“One belongs to New York instantly, one belongs to it as much in five minutes as in five years.”-Tom Wolfe, Author and Essayist
One Year Ago today, I undertook a solo adventure with a bumpy start. I originally meant to land in New York on the 15th, but weather forced my flight to nearby Albany. My fellow passengers expressed frustration and anger, while I made sure to have a breakdown in the hotel room provided by the airline. (The Desmond Hotel whose staff I still warmly remember.) I remember feeling alone and lonely. I honestly say I felt homesick. I had nobody around to strategize, only me and my own wits. My wits basically said this airline will get me to New York on their dime. I enjoyed the upstate countryside, passing by the outskirts of such places as Sleepy Hollow (No sign of Ichabod Crane), Tarrytown (Sleepy bedroom community providing a hotbed of fiction ideas for decades), and Yonkers (Setting for the Battle in World War Z, the book). The cost of this journey to the airline? 500 US. The conversion to Canadian made my brain hurt even now.
Despite the hiccup, I arrived at the Pod 39, unpacked my stuff and marvelled at my view:
Looking around the full pod, a room that included a bathroom with a shower across my bed, I had the small apartment experience newcomers to New York get. I put away my stuff and began heading out to the streets. Step one: Get a MetroCard. After going around in circles at Grand Central Stations, five minutes from my hotel, I decided to find a tall building and go up.
Why not the Empire State building? The room at the Desmond put me alone with my loneliness, that knowledge, yes, I am single, the Empire State Building will smother me with it. It’s the last scene from Sleepless in Seattle, inspired by a similar scene in An Affair to Remember. Both (spoiler) had happy endings. You know, the girl meets the boy, they go off together, and everyone feels all warm, fuzzy, and romantic. 30 Rockefeller Center proved more my speed, more closely resembling my life. I was Tina Fey with more than her fair share of Alec Baldwins. 30 Rock, home to NBC News and Saturday Night Live. My love life resembled a Chevy Chase pratfall. 30 Rock had a view to meet the skyline right in its bright eye.

If I close my eyes, I can remember the moist wind blowing into my bones. (No wonder I got sick.) Most of all, I remember getting to the upper deck, the very top with no glass, looking out towards buildings lit so bright it blot out the night sky. I remember the nearness of a plane heading to or from LaGuardia, I can make out the grey underbelly at 8:30 pm thanks to the buildings light.
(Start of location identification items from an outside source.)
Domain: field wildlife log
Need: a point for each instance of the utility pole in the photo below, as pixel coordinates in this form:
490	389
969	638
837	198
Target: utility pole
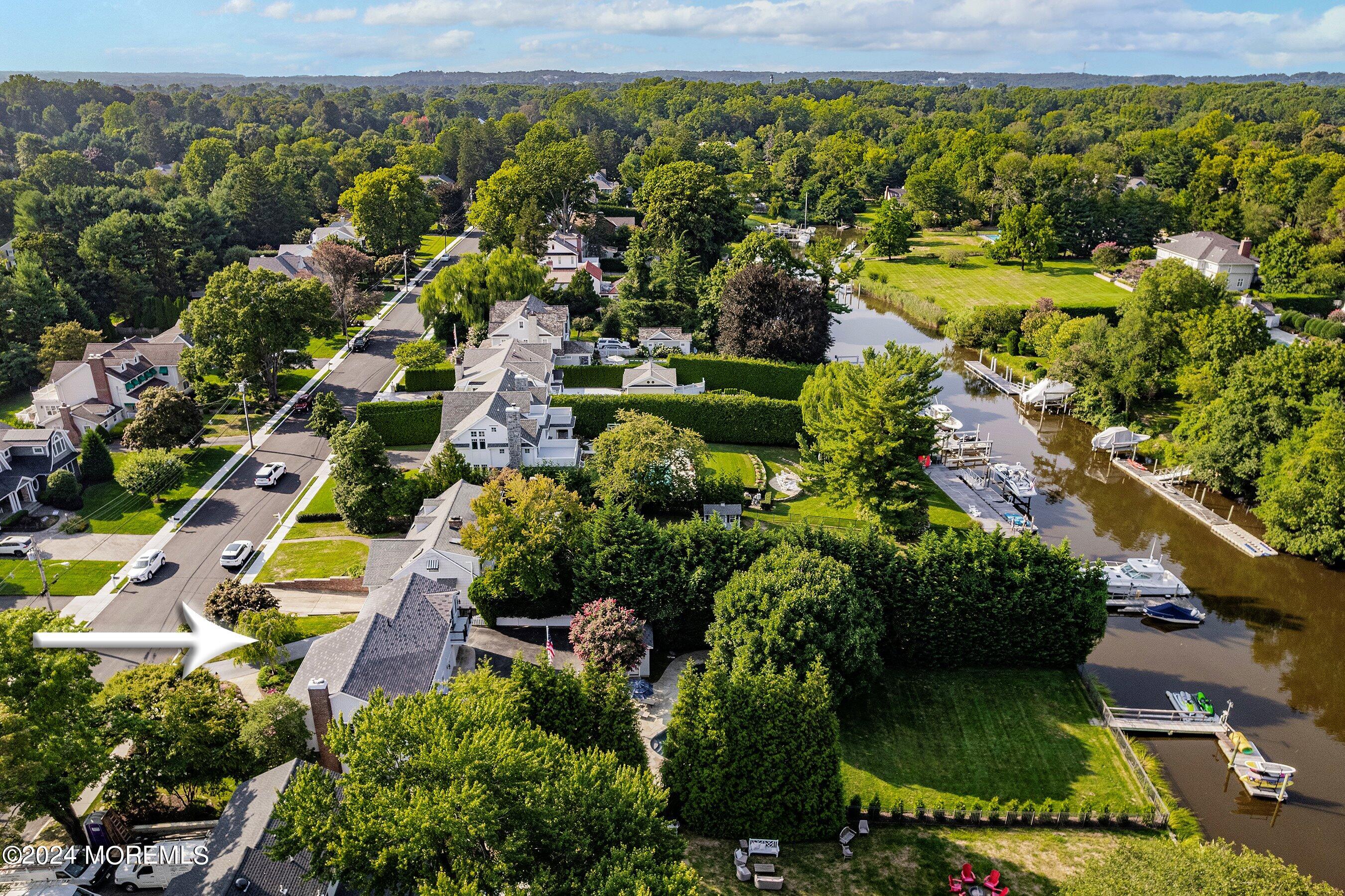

Most of all, I can tell you exactly what I felt in that picture next to this paragraph. I’m really here, I thought. No alien invasions a la The Avengers, no meet-cutes from every rom-com set in the city, no editing, no director yelling cut, only New York stretching her out her arms and saying “Well if you toughed out your first day you can tough it out here.” I positioned myself and extended my arm for the selfie. Sometimes if things feel crazy or if I feel down, this picture helps me pick myself back up. On that day I made it there, and a year on, I feel like I can make it anywhere.
For the next two weeks, I will revisit the trip in honour of the one-year anniversary. Forgive me if I am homesick for a city, not my natural home.